The Analysis on a Test of Intensive Reading of English

2017-03-20 21:03宋萍
校园英语·中旬 2017年2期

宋萍

【Abstract】Five sections are included in this assignment: The first section introduces the reason why I was determined to evaluate a final-term test I have written. The second section presents the relevant literature on how to evaluate a language test appropriately. Then I describe my context where the test was taken in the third section. Section four is my analysis of the test in the light of LT theories and a conclusion is made in the last section.

【Key words】Intensive Reading of English; Analysis on a Test

1. Introduction

I have been teaching for nine years in this module paper is that in Tongren University, Comprehensive English is the first core course approved by Education Office of Guizhou Province. The teaching materials we use in this course, such as syllabus, PPT, assignments and testing item bank will be promoted to other colleges and universities in Guizhou Province. Therefore, it is especially essential to design excellent tests by continuous assessments by myself or my peers as a part of the construction of the core course.

2. Literature Review

2.1 The definition of LT

Bachman introduced the fundamental concepts of measurement including the terms “measurement” “evaluation” and “test”, also presented how these were distinct form each other (Bachman, 1990 pp18-23). Consequently, Bachman takes Language Tests as “criterion measures of language abilities in second language acquisition research” (Bachman, 1990 p2). Here language abilities are viewed as “a set of finite components—grammar, vocabulary, pronunciation, and spelling-that were realized as four skills—listening, speaking, reading and writing” (Bachman & Palmer 1996 p4) Zeng Yongqiang defined a test as “a standardized procedure for sampling behavior and describing it with categories or scores”

(Zeng Yongqiang, 2006). Accordingly, LT can be understood as an instrument to measure learners and teachers performance in language learning.

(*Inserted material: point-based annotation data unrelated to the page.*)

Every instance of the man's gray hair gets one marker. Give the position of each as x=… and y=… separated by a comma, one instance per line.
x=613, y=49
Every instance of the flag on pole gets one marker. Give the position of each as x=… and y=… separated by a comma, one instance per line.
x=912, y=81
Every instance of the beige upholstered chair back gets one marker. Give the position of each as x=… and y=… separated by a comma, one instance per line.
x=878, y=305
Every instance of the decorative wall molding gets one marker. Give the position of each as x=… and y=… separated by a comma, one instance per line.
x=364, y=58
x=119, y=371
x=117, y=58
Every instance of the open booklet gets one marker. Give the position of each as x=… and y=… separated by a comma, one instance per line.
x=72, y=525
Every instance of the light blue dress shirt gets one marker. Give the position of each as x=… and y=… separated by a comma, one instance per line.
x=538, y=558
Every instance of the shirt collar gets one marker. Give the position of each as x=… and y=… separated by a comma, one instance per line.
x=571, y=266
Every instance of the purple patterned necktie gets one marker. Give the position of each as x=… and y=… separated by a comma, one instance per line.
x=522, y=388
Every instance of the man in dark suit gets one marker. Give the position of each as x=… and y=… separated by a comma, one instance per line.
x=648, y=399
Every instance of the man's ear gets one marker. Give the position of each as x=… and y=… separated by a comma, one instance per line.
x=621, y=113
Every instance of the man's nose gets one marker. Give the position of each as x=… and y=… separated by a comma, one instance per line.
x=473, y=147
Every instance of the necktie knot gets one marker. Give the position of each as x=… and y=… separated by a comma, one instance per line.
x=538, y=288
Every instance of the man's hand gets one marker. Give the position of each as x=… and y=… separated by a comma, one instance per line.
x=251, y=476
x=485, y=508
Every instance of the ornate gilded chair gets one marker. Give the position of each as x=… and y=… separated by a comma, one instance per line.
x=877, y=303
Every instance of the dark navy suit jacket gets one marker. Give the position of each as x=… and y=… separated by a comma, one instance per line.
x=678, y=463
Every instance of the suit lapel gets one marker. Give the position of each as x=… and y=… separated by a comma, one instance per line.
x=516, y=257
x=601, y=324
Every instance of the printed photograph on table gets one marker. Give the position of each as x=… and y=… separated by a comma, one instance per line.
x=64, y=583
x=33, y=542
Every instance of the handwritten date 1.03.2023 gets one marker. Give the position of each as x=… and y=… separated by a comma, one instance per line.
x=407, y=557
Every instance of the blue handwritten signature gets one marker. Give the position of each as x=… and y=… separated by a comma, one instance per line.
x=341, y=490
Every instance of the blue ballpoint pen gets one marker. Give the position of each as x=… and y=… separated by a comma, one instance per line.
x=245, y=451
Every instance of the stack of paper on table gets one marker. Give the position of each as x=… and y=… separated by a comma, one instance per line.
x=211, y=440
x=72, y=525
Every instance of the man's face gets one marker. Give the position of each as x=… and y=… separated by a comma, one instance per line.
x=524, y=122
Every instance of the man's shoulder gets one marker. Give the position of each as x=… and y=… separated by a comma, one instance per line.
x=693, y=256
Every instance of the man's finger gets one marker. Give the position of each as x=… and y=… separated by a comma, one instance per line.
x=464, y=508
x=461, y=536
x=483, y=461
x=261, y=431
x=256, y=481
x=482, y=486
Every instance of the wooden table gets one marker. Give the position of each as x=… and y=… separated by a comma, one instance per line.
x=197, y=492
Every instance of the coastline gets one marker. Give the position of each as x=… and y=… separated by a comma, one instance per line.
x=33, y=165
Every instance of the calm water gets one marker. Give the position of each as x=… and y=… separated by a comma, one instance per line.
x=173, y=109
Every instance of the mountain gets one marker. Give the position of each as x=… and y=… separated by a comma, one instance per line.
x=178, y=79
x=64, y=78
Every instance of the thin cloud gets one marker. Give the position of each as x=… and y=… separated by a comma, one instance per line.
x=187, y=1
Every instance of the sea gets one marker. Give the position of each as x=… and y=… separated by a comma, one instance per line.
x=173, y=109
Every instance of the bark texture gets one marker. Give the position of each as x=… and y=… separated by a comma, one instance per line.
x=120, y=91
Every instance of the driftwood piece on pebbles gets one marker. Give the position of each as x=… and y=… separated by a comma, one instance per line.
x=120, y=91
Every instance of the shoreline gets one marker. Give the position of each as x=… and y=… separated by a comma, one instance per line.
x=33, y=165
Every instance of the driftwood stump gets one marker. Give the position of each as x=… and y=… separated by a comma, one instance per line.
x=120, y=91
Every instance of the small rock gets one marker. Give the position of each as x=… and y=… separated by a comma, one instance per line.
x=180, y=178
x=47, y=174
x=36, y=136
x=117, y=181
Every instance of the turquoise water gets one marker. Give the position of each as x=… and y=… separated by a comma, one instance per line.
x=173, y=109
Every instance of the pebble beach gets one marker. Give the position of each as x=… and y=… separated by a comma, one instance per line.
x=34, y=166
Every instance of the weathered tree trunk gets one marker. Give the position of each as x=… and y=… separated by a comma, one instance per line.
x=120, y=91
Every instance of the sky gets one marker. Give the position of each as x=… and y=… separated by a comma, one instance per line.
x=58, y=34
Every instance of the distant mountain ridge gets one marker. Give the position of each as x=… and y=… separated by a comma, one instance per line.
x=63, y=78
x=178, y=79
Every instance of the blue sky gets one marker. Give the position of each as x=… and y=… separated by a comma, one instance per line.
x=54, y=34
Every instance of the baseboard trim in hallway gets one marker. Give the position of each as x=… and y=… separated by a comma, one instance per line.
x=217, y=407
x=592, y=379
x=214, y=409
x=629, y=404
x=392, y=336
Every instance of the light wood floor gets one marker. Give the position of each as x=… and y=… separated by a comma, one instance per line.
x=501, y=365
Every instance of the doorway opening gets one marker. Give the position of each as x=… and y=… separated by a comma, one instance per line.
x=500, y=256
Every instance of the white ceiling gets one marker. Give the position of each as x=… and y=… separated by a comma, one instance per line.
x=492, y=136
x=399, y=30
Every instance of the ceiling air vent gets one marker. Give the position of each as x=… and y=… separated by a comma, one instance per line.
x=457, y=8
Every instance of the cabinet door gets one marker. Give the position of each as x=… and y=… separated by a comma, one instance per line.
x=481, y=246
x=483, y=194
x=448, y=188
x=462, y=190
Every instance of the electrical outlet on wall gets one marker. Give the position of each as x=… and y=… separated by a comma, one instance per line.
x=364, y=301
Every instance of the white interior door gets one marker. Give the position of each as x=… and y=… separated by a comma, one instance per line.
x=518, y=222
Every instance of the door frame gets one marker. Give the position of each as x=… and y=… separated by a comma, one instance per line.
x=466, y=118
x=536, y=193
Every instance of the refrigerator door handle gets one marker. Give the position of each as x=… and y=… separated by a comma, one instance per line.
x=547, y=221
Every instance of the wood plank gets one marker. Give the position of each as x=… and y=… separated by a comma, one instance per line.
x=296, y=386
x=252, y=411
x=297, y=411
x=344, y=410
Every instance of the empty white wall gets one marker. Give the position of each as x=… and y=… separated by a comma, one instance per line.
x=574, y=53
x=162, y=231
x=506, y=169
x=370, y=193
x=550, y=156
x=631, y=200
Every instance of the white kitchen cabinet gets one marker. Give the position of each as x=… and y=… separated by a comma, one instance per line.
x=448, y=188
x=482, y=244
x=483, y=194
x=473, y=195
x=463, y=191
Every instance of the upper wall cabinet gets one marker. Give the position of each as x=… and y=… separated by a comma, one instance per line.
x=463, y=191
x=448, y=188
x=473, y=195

2.2 What is reliability in LT?

Wood, Henning and Bachmans views on reliability in LT

Name View on Reliability in LT

Robert Wood “Reliability is concerned with the consistency of examinee performance” (1993, p132).

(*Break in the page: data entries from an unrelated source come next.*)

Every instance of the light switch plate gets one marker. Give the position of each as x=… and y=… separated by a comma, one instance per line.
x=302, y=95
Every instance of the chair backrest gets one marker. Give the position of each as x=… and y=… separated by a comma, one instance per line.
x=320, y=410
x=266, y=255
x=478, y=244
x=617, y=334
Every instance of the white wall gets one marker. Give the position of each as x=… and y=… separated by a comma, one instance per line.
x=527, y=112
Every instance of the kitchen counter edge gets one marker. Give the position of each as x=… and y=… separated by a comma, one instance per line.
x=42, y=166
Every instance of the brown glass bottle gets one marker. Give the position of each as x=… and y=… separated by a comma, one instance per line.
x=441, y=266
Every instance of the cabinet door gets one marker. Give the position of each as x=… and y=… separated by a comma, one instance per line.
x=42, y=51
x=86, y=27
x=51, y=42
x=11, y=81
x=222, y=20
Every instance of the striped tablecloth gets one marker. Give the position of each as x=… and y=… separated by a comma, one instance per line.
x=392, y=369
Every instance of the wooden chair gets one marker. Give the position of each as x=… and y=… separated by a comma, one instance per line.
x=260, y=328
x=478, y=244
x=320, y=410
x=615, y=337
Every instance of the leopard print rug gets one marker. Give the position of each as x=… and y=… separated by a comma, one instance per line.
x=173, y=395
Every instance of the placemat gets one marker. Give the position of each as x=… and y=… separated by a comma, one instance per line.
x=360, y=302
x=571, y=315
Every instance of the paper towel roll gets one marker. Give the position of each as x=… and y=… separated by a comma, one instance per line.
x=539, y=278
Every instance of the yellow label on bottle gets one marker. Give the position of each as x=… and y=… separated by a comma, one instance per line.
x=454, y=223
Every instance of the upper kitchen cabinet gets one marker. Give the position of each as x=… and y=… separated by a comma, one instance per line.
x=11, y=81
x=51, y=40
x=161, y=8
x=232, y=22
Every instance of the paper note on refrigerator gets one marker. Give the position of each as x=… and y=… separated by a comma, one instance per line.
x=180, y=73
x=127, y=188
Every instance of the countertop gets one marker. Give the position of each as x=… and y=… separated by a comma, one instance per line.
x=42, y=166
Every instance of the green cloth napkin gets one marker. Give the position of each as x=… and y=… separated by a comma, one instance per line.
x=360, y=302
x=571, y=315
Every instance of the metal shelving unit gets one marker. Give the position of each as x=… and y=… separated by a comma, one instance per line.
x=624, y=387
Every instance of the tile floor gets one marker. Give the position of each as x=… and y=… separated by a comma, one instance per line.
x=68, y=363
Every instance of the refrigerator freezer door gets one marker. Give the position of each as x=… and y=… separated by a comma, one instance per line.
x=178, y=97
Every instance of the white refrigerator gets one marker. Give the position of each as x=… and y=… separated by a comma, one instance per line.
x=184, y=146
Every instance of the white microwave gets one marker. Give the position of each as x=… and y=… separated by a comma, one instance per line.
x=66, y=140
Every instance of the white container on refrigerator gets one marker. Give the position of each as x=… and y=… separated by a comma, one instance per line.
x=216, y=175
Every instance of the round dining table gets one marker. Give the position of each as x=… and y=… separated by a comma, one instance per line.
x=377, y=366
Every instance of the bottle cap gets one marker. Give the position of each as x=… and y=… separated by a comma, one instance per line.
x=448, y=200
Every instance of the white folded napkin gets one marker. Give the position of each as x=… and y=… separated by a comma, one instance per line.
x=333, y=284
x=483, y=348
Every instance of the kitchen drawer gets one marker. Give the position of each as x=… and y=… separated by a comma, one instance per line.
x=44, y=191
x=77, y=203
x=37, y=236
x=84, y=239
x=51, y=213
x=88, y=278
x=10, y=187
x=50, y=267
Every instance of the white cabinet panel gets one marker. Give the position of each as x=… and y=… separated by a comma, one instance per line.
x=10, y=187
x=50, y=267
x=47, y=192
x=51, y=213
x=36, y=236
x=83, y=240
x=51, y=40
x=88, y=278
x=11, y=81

Henning. G “Reliability has to do with accuracy of measurement. This kind of accuracy is reflected in the obtaining of similar results when measurement is repeated on different occasions or with different instruments or by different persons. This characteristic of reliability is sometimes termed as consistency” (1987, p73).

“Reliability has been shown to be another word for consistency of measurement.” (1987, p75)

Lyle F. Bachman Reliability can be defined as “consistency of measurement” and believes “a reliable test score will be consistent across different characteristics of the testing situation” (1996, p19).

2.3 What is construct validity in LT?

Henning 1987 defines validity as “general refers to the appropriateness of a given test or any of its component parts as a measure of what it is purported to measure” (1987, p 89), and he also identifies threats to test validity, such as invalid application of tests, inappropriate selection of content, imperfect cooperation of the examinee, inappropriate referent or norming population, poor criterion selection, sample truncation and use of invalid constructs. (1987 pp91-93)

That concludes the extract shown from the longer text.